In a perfect world, the cores align perfectly every time. But the reality is always a compromise. The ferrule is a simple yet wonderfully complex piece of engineering, with a number of things that impact performance. The ferrule bore diameter is the first of those. Too tight and it becomes difficult to insert the fibre during manufacture and impacts performance under temperature cycling. Too loose and the fibre has room to shift around in the empty space. The concentricity of the bore relative to the ferrule outer diameter is also critical. If the offset is too great, the fibre alignment will be compromised. These underscore the importance of selecting the right ferrule as a base platform for the performance you need.
Beyond the ferrule, the polishing process has a massive impact. The method of polish impacts the finished geometry. The radius of curvature, apex offset, protrusion or undercut, and surface roughness all impact the alignment with the mated connector, and ultimately loss.
Even high-quality ferrules have variations. The question is how those variations show up in testing — and in your actual network.
Reference–Random vs. Random–Random Mating
Insertion loss isn’t a fixed property of a connector. It’s a property of a connector mated to another connector.
Reference–Random One connector is a highly precise reference-grade connector. It’s manufactured to tighter tolerances than typical field connectors. You mate each connector under test to this known-good reference. The result is lower and more consistent loss values, because the reference ferrule compensates for much of the variability.
Random–Random You mate two connectors from the general production population. This is closer to what happens in the field, two real connectors with their own tolerances lining up (or not). Variability goes up, and average loss is usually worse than Reference–Random tests.
Why the Difference Matters
A connector that looks great in manufacturing might disappoint in a real rack, because in the wild you rarely mate to a perfect reference ferrule. That’s why some manufacturers quietly prefer to publish reference-random: they look better on datasheets.
In a deployment, especially in patching environments where connectors are re-mated hundreds of times, Random–Random results are a better predictor of reality. You’re only as good as your worst matching pair.

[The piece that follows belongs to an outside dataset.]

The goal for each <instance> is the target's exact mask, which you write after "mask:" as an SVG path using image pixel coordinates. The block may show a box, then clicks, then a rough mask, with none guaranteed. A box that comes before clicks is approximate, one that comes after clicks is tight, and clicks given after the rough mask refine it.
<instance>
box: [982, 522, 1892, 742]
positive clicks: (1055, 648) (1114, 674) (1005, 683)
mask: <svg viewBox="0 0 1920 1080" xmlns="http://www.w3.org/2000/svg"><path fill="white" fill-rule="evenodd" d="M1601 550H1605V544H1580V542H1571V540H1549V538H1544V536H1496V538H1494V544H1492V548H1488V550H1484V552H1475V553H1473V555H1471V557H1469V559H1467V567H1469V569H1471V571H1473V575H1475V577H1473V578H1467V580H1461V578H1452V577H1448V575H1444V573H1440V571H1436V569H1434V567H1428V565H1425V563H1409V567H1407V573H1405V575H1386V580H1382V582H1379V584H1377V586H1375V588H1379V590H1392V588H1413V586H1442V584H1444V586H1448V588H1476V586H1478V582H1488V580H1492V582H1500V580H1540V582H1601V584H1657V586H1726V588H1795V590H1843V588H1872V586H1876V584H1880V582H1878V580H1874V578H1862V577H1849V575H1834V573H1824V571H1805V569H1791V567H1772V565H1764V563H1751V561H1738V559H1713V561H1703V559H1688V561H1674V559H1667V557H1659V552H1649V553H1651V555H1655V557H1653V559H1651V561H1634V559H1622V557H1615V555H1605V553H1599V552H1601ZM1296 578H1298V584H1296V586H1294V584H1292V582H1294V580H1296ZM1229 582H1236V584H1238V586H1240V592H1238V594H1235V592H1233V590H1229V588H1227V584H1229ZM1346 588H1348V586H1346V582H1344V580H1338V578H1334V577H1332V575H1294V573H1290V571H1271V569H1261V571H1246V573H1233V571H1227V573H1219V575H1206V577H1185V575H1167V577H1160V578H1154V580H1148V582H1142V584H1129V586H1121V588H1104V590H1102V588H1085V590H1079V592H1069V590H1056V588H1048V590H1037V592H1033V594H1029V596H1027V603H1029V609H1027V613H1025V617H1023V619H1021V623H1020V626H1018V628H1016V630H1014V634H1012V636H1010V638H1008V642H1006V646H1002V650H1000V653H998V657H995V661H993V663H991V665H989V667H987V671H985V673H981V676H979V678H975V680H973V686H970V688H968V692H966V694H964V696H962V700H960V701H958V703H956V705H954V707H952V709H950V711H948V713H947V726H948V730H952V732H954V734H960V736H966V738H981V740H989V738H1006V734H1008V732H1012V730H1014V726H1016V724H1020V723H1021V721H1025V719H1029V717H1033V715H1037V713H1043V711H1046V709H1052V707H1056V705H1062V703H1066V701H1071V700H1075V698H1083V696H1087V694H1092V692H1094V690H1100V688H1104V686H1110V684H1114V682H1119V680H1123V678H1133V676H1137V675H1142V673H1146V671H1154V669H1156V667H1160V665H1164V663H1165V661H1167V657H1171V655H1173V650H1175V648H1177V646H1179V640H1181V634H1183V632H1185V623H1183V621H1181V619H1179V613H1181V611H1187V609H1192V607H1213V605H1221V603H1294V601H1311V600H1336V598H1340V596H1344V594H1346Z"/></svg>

Tolerance Stack-Up in the Field
The insertion loss in a Random-Random scenario is a mix of a few things:
- Ferrule concentricity error from both connectors.
- Fibre core/cladding diameter variation.

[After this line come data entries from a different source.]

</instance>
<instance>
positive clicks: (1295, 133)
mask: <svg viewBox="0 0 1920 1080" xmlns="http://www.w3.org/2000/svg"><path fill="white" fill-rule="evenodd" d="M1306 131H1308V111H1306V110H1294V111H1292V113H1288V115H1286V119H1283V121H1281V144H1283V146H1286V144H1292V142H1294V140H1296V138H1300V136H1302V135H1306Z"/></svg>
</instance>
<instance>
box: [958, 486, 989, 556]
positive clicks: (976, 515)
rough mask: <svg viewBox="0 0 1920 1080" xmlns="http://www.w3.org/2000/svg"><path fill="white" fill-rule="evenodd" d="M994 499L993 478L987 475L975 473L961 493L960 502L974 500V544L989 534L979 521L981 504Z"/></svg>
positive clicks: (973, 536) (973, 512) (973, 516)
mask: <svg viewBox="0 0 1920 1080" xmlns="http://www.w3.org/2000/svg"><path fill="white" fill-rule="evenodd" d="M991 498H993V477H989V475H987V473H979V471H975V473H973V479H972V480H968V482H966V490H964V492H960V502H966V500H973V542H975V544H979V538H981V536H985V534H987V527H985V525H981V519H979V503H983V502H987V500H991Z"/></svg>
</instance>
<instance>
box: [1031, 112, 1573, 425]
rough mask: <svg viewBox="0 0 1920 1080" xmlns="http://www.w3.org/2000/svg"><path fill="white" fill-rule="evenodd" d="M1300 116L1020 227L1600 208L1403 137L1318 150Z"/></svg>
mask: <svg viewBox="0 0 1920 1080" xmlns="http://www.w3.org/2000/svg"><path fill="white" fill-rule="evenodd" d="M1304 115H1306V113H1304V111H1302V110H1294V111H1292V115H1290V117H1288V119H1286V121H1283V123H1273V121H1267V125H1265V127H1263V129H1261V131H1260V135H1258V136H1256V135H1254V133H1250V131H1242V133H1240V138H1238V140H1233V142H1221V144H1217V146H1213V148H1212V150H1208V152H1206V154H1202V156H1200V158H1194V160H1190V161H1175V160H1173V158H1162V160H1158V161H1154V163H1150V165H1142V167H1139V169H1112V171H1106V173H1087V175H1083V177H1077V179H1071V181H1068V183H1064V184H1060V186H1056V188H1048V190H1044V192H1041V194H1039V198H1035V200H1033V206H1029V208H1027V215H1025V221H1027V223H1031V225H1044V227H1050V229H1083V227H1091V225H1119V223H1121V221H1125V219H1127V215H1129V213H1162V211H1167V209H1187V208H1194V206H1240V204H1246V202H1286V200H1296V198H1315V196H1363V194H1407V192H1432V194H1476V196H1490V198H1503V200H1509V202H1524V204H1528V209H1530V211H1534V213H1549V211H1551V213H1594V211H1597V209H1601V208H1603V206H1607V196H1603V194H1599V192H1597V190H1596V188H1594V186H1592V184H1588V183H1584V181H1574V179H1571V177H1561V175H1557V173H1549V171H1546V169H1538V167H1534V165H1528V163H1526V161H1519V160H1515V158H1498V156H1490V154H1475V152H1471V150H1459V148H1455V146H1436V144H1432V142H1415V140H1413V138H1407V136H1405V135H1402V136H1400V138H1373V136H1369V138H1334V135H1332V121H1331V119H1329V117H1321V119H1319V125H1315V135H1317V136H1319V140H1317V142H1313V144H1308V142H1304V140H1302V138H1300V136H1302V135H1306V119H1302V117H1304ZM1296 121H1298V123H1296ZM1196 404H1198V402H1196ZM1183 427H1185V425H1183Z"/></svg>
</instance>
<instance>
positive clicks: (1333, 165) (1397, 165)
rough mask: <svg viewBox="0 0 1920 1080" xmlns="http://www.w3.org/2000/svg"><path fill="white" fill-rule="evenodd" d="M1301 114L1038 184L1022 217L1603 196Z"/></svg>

- Polish geometry conformance.
- Dirt or contamination.
Even if each individual connector meets the specification, the combination can push a pair over the limit, especially in multi-connector channels where loss adds up fast. If you budget on the published loss specification, you can find it difficult or impossible to acheive that performance in the field.
IEC 61753-1 As a Guide Post
Helpfully, the IEC has a published standard that helps define what “good” looks like for passive fibre optic components: IEC 61753-1. Under IEC 61753-1, random mated connector pairs are classified A, B, C, or D based on their measured insertion loss and return loss.
- Grade A is the tightest tolerance — the lowest average insertion loss and the most consistent performance between random pairs.
- Grade B is still high-quality, but with slightly looser limits.
- Grade C and D allow progressively higher loss and are often used where budget matters more than squeezing every dB of margin.
| IEC Random-Mating Grade | Mean IL ≤ (dB) | Max IL ≤ (dB) for ≥ 97 % of Samples | Notes |
|---|---|---|---|
| A | 0.07 dB | 0.15 dB | Grade A not yet finalised; adopted in practice |
| B | 0.12 dB | 0.25 dB | Readily available |
| C | 0.25 dB | 0.50 dB | Very common; often not published |
| D | 0.5 dB | 1.00 dB | Poorer performance; often not published |
For a buyer, these grades are a shortcut to knowing what you’re getting. The key is that IEC 61753-1 makes the grading comparable across vendors. A Grade B connector from one supplier must meet the same test conditions and limits as a Grade B from another. That means you can line up two quotes, check the grade, and know you’re not comparing apples to oranges.
What to Do About It
- Check the spec sheet carefully — Does it specify an IEC grade? If it’s silent, assume the loss limit provided is Reference-Random, and you can expect higher loss in the field.
- Buy from a supplier who controls ferrule sourcing tightly — Not all “Zirconia ferrules” are created equal - cheaper vendors use worse ferrules.
- Clean before every mate — Dirt amplifies tolerance misalignment effects. (Insert shameless plug for our ClickPRO connector cleaners)
- Design for margin — If your link budget is tight, don’t rely on best-case insertion loss numbers.